Convenings

“We can use these skills [learned at Third Wave’s convenings] to evaluate where we are currently and where we want to be. They will be incorporated into our strategic plan and our future policy and procedures.” – La’Tasha Mayes, New Voices Pittsburgh

Convenings of grant partner organizations are opportunities that Third Wave provides to foster strategic thinking and movement building. It is a major component of the Reproductive Health and Justice Initiative because we believe it is imperative that funders provide resources and make space for grant partners to link up and collaborate.

Board members, staff and volunteers – young people of color between ages of 15 and 30 – from our grant partner organizations come together to develop a collaborative, national strategy for the short and long term future. To date, the RHJI has held 7 convenings to provide grassroots organizations with skills trainings and space for peer exchange and strategy development. Each convening plays a specific role in the relationship-building and movement-building process.

Most recently, organizations met in October of 2007 to engage funders in a dialogue about how to best support their movements, formalize the national network they launched a year ago, and create action plans for 2008 – including a National Week of Action for Reproductive Justice that will take place the week of April 16 through 23! This convening built on the extensive planning from a July Working Group meeting, also facilitated by Third Wave.

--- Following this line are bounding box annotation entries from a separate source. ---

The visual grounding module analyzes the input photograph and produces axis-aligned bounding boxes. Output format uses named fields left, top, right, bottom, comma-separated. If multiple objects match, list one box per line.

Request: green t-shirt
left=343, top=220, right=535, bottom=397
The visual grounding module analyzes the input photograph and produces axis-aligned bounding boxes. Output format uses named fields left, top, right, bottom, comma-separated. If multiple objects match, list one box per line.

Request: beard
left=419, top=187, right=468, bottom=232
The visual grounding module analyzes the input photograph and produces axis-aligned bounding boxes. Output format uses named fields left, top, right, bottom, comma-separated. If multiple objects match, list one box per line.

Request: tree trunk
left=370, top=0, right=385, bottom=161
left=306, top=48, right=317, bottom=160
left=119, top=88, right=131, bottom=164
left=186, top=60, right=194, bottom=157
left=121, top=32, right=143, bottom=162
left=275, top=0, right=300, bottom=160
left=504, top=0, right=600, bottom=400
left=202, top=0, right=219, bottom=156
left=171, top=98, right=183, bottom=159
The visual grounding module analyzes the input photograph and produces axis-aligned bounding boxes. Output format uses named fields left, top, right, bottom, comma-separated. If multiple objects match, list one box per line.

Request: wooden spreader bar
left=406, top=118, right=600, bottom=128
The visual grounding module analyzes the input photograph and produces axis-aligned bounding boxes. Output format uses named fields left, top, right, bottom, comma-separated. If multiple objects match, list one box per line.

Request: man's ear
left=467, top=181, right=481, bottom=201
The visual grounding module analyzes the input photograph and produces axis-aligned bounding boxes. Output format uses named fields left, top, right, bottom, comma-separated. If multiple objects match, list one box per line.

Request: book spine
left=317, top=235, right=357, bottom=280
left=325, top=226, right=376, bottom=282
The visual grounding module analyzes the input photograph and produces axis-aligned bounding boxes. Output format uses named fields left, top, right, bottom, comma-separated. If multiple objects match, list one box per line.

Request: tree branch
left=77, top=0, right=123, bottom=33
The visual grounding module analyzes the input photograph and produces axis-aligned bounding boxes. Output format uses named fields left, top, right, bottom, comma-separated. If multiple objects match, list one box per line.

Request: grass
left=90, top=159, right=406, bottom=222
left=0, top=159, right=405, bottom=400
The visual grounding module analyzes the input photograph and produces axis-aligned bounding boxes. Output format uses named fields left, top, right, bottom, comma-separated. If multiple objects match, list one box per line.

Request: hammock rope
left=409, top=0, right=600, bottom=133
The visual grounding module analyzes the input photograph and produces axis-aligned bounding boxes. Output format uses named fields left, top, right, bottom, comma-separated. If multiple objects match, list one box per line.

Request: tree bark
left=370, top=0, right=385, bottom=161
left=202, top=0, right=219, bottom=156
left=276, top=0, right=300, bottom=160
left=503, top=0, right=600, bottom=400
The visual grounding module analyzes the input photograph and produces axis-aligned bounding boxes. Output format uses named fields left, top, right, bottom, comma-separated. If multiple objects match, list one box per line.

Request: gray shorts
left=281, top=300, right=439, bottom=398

In August and April of 2007, Third Wave held two regional trainings for RHJI organizations on legislative advocacy, successful management of staff transitions, and transgender people’s rights.

At the third convening in October of 2006, organizations chose to form a national network devoted to advancing reproductive justice and came together to start concrete work to share information, coordinate work, and integrate the ideas of the six new grant partners of the RHJI.

The second convening in September of 2005 focused on developing shared language about reproductive justice and beginning to iron out a vision for the role of young women and transgender youth in the Reproductive Justice movement.

The initial convening in January 2005 focused on relationship-building: identifying shared values and discussing challenges facing the reproductive justice movement.